The sale of the UK government's 40% holding in Eurostar was run well but the £757.1m proceeds were well below the total £3bn taxpayer investment in the service, a spending watchdog report has found.
The National Audit Office (NAO) found the Treasury's goal of maximising profits was achieved when it sold its interest in the Channel Tunnel passenger train to a Canadian-led consortium.
The NAO said that the £585m privatisation, along with Eurostar's £172m redemption of the government's preference share in the company, represented value for money for taxpayers.
"However, the total taxpayer investment in Eurostar, prior to its incorporation, is significantly greater than the proceeds generated from this sale," it said.
"Taxpayer spending on the HS1 project, of which Eurostar cross-channel train service is one part, was over £8bn. The NAO estimates that UK taxpayers' financial investment directly related to the Eurostar train service amounts to approximately £3bn."
The watchdog also found that the timing of the sale, agreed on in 2014, was primarily driven by the desire to sell the interest in Eurostar before the 2015 election.
"The government considered waiting to sell after the new trains were introduced as it thought higher profits could feed through into a higher price," the NAO said.
But in the end it drew the conclusion that any delay would come with uncertainty and risks, so the government decided to sell in early 2015 rather than wait.
NAO auditor general Amyas Morse said: "The Government prepared well for the sale of Eurostar and the sale process was run effectively.
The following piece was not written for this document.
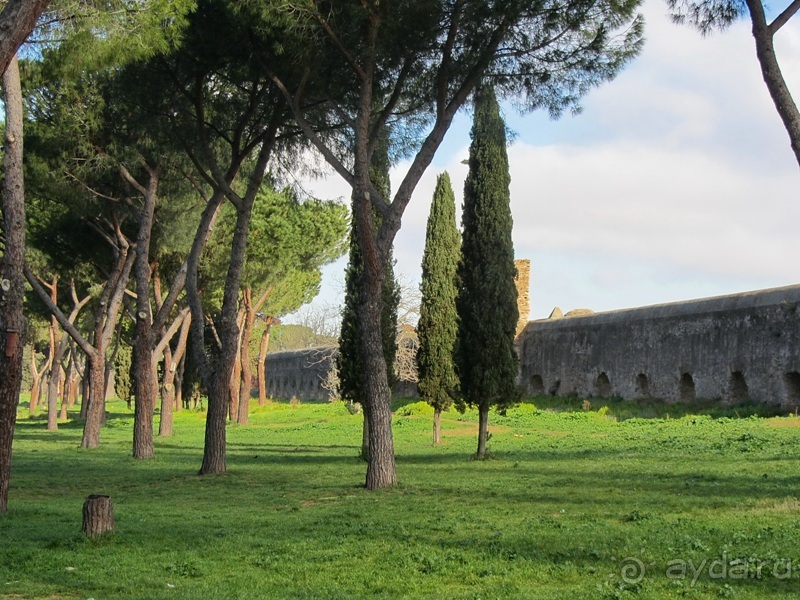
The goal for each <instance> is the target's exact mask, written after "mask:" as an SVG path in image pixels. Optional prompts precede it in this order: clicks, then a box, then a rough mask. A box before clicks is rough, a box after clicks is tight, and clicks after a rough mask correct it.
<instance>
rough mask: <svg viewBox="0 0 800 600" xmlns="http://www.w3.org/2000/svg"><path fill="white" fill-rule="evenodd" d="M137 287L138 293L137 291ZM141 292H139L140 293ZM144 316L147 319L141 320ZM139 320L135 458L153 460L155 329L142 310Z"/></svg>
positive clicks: (135, 430) (133, 367) (136, 345)
mask: <svg viewBox="0 0 800 600" xmlns="http://www.w3.org/2000/svg"><path fill="white" fill-rule="evenodd" d="M138 287H139V286H138V285H137V290H138ZM137 293H140V292H137ZM142 314H144V315H145V316H144V317H142ZM137 317H138V318H137V319H136V341H135V342H134V346H133V368H134V389H135V393H136V404H135V406H134V413H133V457H134V458H137V459H150V458H153V457H154V456H155V446H154V442H153V413H154V411H155V400H156V399H155V396H156V385H157V384H156V382H155V373H154V371H153V351H152V328H151V327H150V315H149V314H147V313H146V312H143V311H139V313H138V315H137Z"/></svg>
I regard the sale as value for money."
A Treasury spokesman said the department welcomed the confirmation that the sale delivered a good deal for British taxpayers.
However, the Labour chair of the influential House of Commons Public Accounts Committee, Meg Hillier, accused the government of selling off the family silver.
She said that if the government had held on to its share, it could have received dividends of around £750m over the next 10 years.
"The government's focus in selling its stake in Eurostar appears to have been on short-term cash rather than long-term value for taxpayers," Hillier said.
"Had it kept its share, the government was forecast to pay off over £500m of national debt over the next 10 years using dividends from its 40% share in Eurostar, and receive a further £243m in dividends from its preference share. Once sold, the family silver can't be bought back."